5 Hz; Figure S5J). Together, these data demonstrate that a circuit intrinsic to the OT can generate and maintain persistent gamma oscillations. If the generator of these oscillations is indeed located in the OT, then the pharmacological manipulations that

altered the structure of the oscillations in the intact slice (Figure 3) should alter them in the same way when applied specifically to the OT. First, we tested the effects of the NMDA-R blocker APV on induced gamma oscillations in the isolated OT. In transected slices, bath application of APV substantially reduced the duration (11.1% of control, p < 0.001, n = 8; Figures 7, S6A, S6B, and S6C) and power Veliparib (49.3% of control, p < 0.001, Friedman test, n = 8) of activity in the i/dOT. Moreover,

increasing the strength of afferent stimulation by 3–4× in the presence of APV did not increase the duration of the oscillations (Figure S6D), suggesting that the effect of APV was not merely to reduce the general excitability of the OT circuitry. In sum, these data suggested that NMDA-R mediated glutamatergic transmission in the i/dOT was essential for the persistence of the oscillations. Next, we tested the effects of focal application of the GABA-R blocker PTX to the OT in intact slices. Recall that PTX, when bath-applied to intact slices, eliminated gamma periodicity (Figure 3A). We puffed PTX focally onto either the OT or the lpc with a micropipette while recording activity in the sOT in intact midbrain slices. Both the OT and the Ipc are innervated by GABAergic circuits, as indicated by the presence of parvalbumin immunoreactivity in both structures Cytoskeletal Signaling inhibitor Isotretinoin (Figure 8A).
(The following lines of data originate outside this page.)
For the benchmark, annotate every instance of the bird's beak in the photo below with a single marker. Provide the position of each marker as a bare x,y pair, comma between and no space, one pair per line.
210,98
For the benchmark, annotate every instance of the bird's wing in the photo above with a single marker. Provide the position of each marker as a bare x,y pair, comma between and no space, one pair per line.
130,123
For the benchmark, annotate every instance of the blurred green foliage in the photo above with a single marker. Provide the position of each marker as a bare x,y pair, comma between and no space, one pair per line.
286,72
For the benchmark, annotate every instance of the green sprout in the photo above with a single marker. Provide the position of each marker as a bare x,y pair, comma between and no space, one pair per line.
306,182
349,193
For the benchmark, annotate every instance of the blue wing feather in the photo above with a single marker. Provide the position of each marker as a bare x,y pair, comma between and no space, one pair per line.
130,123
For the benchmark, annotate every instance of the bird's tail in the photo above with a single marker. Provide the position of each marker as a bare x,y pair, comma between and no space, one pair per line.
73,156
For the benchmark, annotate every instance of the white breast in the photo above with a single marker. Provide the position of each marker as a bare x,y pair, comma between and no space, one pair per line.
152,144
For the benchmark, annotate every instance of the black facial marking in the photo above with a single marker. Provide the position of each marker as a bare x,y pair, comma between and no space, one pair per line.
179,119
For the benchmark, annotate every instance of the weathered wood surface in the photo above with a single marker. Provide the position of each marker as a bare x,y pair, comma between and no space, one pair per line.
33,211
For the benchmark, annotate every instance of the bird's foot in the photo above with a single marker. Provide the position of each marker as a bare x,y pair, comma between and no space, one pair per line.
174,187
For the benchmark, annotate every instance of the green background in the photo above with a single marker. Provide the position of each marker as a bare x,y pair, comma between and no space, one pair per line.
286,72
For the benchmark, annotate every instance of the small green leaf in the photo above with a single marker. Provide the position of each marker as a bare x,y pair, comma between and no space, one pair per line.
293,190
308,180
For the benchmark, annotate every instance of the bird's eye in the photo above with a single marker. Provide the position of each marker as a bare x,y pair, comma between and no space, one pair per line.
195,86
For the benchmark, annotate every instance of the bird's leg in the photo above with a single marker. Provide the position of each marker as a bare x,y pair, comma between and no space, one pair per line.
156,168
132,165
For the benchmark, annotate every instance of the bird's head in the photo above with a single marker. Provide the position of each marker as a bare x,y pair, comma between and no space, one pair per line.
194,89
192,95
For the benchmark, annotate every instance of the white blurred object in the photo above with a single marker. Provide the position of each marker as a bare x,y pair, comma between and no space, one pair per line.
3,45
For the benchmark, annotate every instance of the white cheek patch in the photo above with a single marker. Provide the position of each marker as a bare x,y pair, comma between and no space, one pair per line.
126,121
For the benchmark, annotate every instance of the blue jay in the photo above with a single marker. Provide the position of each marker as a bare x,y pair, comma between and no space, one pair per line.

When applied to the OT, puffs of PTX transiently changed gamma oscillations into episodes of high-frequency spiking, mimicking the results of bath application

(Figures 8B, 8C, and S7A; duration: 33% of control, p > 0.5; power: 31% of control, p < 0.001, Friedman test, n = 7). In contrast, puffs of PTX applied to the Ipc in the same slice did not alter the periodic structure of gamma oscillations in the sOT (Figures 8D, 8E, and S7B; duration: 88% of control, p > 0.3; power: 74% of control, p > 0.5, n = 7). These results demonstrate conclusively that inhibition in the OT regulates the gamma periodicity of the midbrain oscillator. This study demonstrates that gamma oscillations can be induced in an in vitro slice preparation of the avian midbrain network and that these oscillations strongly resemble those induced by salient sensory stimuli in vivo. The synaptic mechanisms that regulate the frequency, power, and duration of the oscillations are similar to those that regulate gamma oscillations in mammalian forebrain structures. The source of the midbrain oscillations is the i/dOT. Rhythmic output from the i/dOT entrains periodic burst firing in the cholinergic nucleus Ipc, and the Ipc broadcasts the oscillations to the sOT.